Overview of Animanimals Script
Open the code by double clicking on the Animanimals Script. First, we locate the Button we need (Which is named “Animation_Button, in our AR Canvas) And then Add a Listener to it. When it is clicked, the ControllPLayer() void is called. This sets a value of either 1 or 0 (1 is for moving = “Walk”). When the “Animation_Button” button is clicked, the animation “Walk” is activated, and our characters start to move.
void Start()
{
anim = gameObject.GetComponent<Animator>();
rb = GetComponent<Rigidbody>();
//Button btn = Anim_Button.GetComponent<Button>();
btn = GameObject.Find("/AR_Canvas/Menu/Animation_Button").GetComponent<Button>(); //.GetComponent<Button>();
btn.onClick.AddListener(ControllPlayer);
}
void Update()
{
Debug.Log(move);
if (move)
{
Vector3 movement = transform.forward;
transform.Translate(movement * movementSpeed * Time.deltaTime, Space.World);
}
}
public void ControllPlayer()
{
Debug.Log("walk");
anim.SetInteger("Walk", 1);
if (move)
{
move = false;
}
else{
move = true;
}
Debug.Log("move");
}
Colliders
In order for our animations and placement of the objects to work, we have to make sure our imported Prefabs have Colliders and are Rigid Bodies.
Collider components define the shape of a GameObject for the purposes of physical collisions. A collider, which is invisible, does not need to be the exact same shape as the GameObject’s mesh.
→ Our cat has a Box Collider attached to it.
A rough approximation of the mesh is often more efficient and indistinguishable in gameplay.The simplest (and least processor-intensive) colliders are primitive collider types. In 3D, these are the Box Collider, Sphere Collider and Capsule Collider.
Mesh Collider (Component)
Documentation Here
The Mesh Collider builds its collision representation from the Mesh attached to the GameObject, and reads the properties of the attached Transform to set its position and scale correctly. The benefit of this is that you can make the shape of the Collider exactly the same as the shape of the visible Mesh for the GameObject, resulting in more precise and authentic collisions. However, this precision comes with a higher processing overhead than collisions involving primitive colliders (such as Sphere, Box, and Capsule) and so it is best to use Mesh Colliders sparingly.

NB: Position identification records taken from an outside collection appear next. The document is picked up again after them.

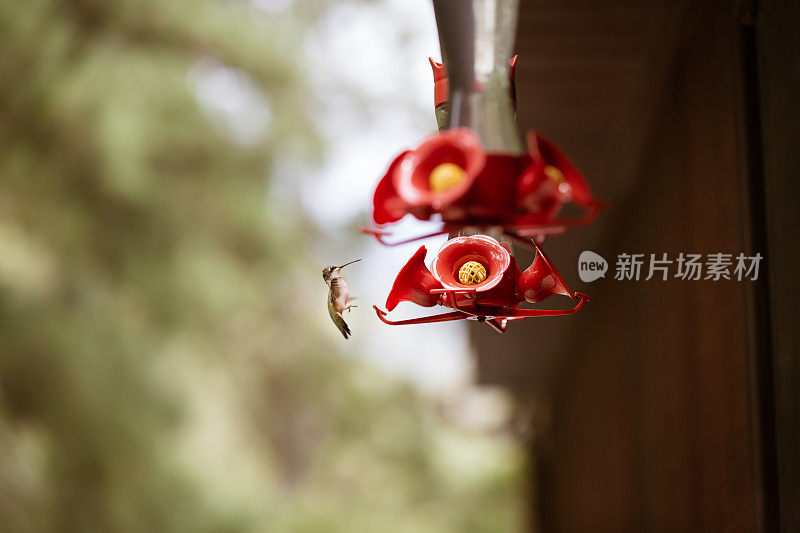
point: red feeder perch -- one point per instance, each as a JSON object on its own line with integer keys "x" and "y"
{"x": 480, "y": 279}
{"x": 450, "y": 174}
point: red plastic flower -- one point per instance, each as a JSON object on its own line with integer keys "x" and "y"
{"x": 450, "y": 174}
{"x": 479, "y": 278}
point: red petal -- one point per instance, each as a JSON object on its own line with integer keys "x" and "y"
{"x": 387, "y": 207}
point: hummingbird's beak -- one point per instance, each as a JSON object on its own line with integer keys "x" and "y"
{"x": 350, "y": 263}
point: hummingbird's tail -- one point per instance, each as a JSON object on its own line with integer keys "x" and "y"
{"x": 342, "y": 326}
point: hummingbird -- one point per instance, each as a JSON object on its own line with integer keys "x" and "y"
{"x": 338, "y": 296}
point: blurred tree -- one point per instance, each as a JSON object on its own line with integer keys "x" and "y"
{"x": 158, "y": 369}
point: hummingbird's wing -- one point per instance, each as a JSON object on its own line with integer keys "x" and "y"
{"x": 337, "y": 319}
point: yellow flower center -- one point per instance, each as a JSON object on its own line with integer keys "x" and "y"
{"x": 471, "y": 273}
{"x": 553, "y": 173}
{"x": 445, "y": 177}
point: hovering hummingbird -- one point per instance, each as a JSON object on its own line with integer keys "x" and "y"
{"x": 338, "y": 296}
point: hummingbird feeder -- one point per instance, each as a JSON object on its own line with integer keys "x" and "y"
{"x": 479, "y": 278}
{"x": 451, "y": 175}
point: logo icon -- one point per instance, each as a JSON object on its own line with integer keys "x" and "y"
{"x": 591, "y": 266}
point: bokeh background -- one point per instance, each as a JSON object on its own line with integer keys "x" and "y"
{"x": 173, "y": 177}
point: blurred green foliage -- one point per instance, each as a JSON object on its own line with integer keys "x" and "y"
{"x": 158, "y": 369}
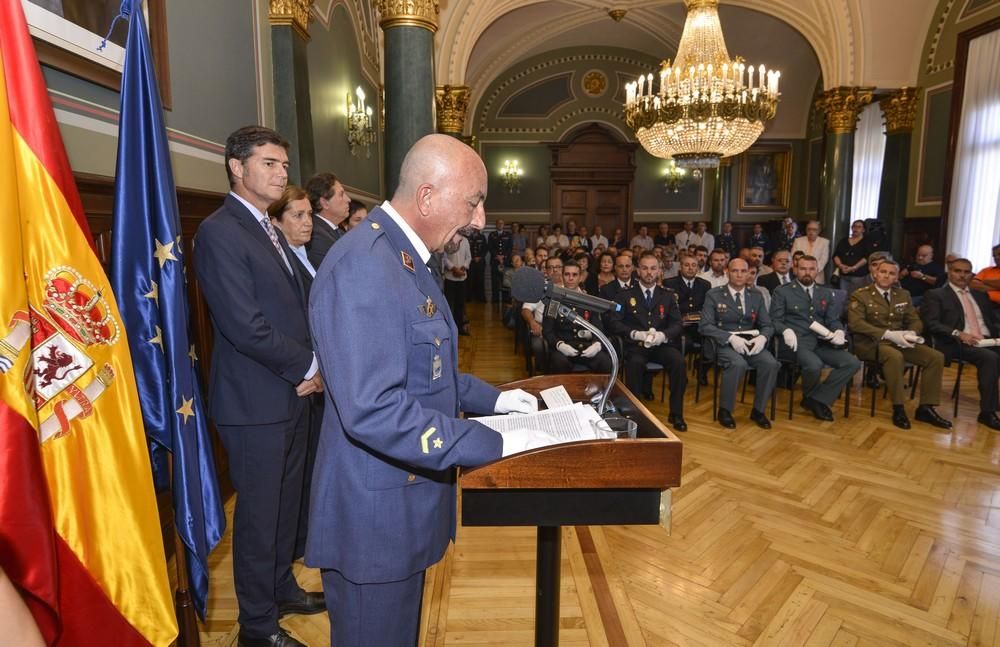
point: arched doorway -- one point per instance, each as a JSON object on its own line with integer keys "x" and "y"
{"x": 592, "y": 173}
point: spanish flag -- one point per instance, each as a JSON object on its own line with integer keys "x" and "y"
{"x": 79, "y": 530}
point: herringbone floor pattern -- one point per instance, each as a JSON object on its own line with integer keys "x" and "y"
{"x": 813, "y": 534}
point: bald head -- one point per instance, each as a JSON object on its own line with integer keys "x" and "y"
{"x": 442, "y": 188}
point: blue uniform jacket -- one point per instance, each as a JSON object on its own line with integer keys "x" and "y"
{"x": 383, "y": 491}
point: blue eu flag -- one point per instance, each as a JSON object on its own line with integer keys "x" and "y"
{"x": 149, "y": 282}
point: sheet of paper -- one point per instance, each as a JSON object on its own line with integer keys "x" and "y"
{"x": 568, "y": 424}
{"x": 556, "y": 397}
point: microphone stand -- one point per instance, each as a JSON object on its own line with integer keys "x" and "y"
{"x": 554, "y": 308}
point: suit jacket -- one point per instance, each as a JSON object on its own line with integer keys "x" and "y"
{"x": 261, "y": 346}
{"x": 383, "y": 499}
{"x": 870, "y": 316}
{"x": 663, "y": 314}
{"x": 720, "y": 316}
{"x": 942, "y": 312}
{"x": 792, "y": 308}
{"x": 323, "y": 238}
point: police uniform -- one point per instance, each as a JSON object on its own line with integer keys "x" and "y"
{"x": 721, "y": 316}
{"x": 792, "y": 308}
{"x": 383, "y": 504}
{"x": 477, "y": 269}
{"x": 869, "y": 316}
{"x": 661, "y": 313}
{"x": 561, "y": 329}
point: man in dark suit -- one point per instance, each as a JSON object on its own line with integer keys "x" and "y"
{"x": 959, "y": 318}
{"x": 331, "y": 207}
{"x": 263, "y": 370}
{"x": 383, "y": 496}
{"x": 650, "y": 327}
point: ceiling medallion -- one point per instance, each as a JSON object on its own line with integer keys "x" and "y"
{"x": 706, "y": 106}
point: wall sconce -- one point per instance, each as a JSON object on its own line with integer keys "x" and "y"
{"x": 673, "y": 178}
{"x": 360, "y": 130}
{"x": 511, "y": 173}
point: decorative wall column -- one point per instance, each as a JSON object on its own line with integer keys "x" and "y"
{"x": 452, "y": 101}
{"x": 722, "y": 205}
{"x": 841, "y": 107}
{"x": 409, "y": 27}
{"x": 292, "y": 111}
{"x": 899, "y": 110}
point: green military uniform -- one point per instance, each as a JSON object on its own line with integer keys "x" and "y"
{"x": 869, "y": 316}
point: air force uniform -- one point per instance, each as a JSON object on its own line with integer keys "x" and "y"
{"x": 383, "y": 494}
{"x": 795, "y": 307}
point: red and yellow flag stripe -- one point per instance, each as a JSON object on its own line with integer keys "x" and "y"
{"x": 77, "y": 507}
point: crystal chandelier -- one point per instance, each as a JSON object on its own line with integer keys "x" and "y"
{"x": 706, "y": 106}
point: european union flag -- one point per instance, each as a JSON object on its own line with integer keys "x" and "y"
{"x": 149, "y": 282}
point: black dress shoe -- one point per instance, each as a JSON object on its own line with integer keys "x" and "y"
{"x": 819, "y": 410}
{"x": 899, "y": 418}
{"x": 280, "y": 639}
{"x": 926, "y": 413}
{"x": 760, "y": 419}
{"x": 990, "y": 419}
{"x": 308, "y": 604}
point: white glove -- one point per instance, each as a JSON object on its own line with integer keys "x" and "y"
{"x": 756, "y": 345}
{"x": 521, "y": 440}
{"x": 897, "y": 337}
{"x": 566, "y": 349}
{"x": 592, "y": 350}
{"x": 516, "y": 401}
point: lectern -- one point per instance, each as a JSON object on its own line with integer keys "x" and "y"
{"x": 587, "y": 483}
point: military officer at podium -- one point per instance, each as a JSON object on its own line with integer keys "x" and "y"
{"x": 795, "y": 307}
{"x": 734, "y": 317}
{"x": 569, "y": 344}
{"x": 650, "y": 327}
{"x": 882, "y": 317}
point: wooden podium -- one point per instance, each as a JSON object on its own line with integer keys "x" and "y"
{"x": 596, "y": 482}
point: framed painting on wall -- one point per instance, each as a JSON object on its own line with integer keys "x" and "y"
{"x": 67, "y": 34}
{"x": 765, "y": 174}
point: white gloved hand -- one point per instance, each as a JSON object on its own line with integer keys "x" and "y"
{"x": 521, "y": 440}
{"x": 756, "y": 345}
{"x": 516, "y": 401}
{"x": 897, "y": 337}
{"x": 566, "y": 349}
{"x": 592, "y": 350}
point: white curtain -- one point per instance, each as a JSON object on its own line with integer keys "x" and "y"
{"x": 974, "y": 213}
{"x": 869, "y": 151}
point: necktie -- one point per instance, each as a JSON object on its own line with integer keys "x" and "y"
{"x": 971, "y": 320}
{"x": 269, "y": 228}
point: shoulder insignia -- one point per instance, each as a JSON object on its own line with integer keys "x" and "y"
{"x": 407, "y": 259}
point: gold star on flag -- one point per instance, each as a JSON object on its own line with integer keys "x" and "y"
{"x": 186, "y": 409}
{"x": 164, "y": 253}
{"x": 154, "y": 294}
{"x": 158, "y": 339}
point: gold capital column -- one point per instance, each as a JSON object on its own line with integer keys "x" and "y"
{"x": 292, "y": 112}
{"x": 899, "y": 111}
{"x": 452, "y": 102}
{"x": 841, "y": 108}
{"x": 408, "y": 27}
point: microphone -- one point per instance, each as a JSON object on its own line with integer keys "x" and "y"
{"x": 529, "y": 285}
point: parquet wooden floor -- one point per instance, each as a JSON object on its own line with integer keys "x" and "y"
{"x": 850, "y": 533}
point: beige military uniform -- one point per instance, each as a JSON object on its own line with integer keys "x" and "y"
{"x": 869, "y": 317}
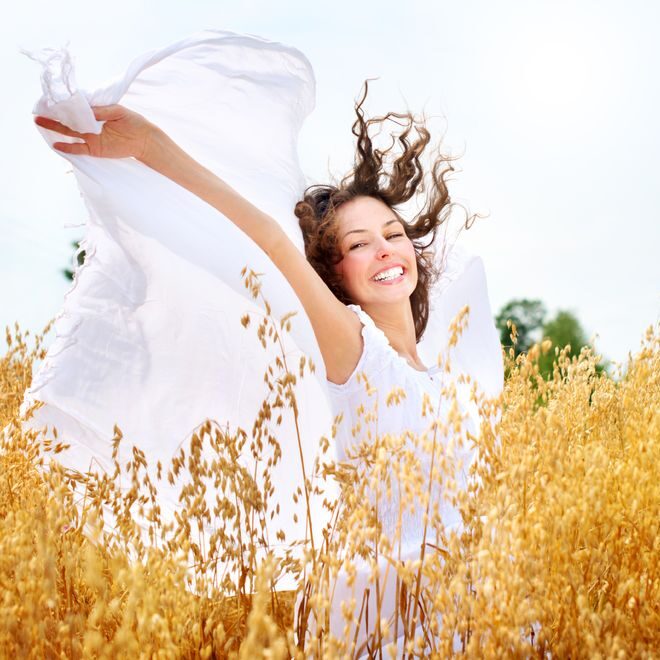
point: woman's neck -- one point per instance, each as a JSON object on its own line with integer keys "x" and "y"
{"x": 397, "y": 322}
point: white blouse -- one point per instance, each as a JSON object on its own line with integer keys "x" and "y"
{"x": 386, "y": 371}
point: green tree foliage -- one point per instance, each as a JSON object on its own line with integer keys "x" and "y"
{"x": 564, "y": 329}
{"x": 80, "y": 258}
{"x": 528, "y": 315}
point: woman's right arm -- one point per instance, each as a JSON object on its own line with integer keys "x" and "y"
{"x": 125, "y": 134}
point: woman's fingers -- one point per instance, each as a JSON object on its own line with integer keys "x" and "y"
{"x": 56, "y": 126}
{"x": 75, "y": 148}
{"x": 108, "y": 112}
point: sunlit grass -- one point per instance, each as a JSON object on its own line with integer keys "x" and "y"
{"x": 558, "y": 556}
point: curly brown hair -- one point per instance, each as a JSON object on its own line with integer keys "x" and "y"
{"x": 393, "y": 179}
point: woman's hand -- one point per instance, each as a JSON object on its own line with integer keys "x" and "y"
{"x": 124, "y": 134}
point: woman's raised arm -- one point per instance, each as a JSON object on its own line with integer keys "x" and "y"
{"x": 128, "y": 134}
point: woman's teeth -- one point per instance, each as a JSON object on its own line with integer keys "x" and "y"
{"x": 390, "y": 274}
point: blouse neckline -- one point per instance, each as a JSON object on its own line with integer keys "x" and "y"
{"x": 367, "y": 320}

Check if all of your prefabs have some sort of Collider.
Rigid Body (Component)
Rigid Body Properties
Mass The mass of the object (in kilograms by default). Drag How much air resistance affects the object when moving from forces. 0 means no air resistance, and infinity makes the object stop moving immediately. Angular Drag How much air resistance affects the object when rotating from torque. 0 means no air resistance. Note that you cannot make the object stop rotating just by setting its Angular Drag to infinity. Use Gravity If enabled, the object is affected by gravity. Is Kinematic If enabled, the object will not be driven by the physics engine, and can only be manipulated by its Transform. This is useful for moving platforms or if you want to animate a Rigidbody that has a HingeJoint attached.
→ The Rigidbody component is what makes our animals “fall”, or “move around”.
Now, it is time to continue developing your Augmented Reality environment setup! Good luck!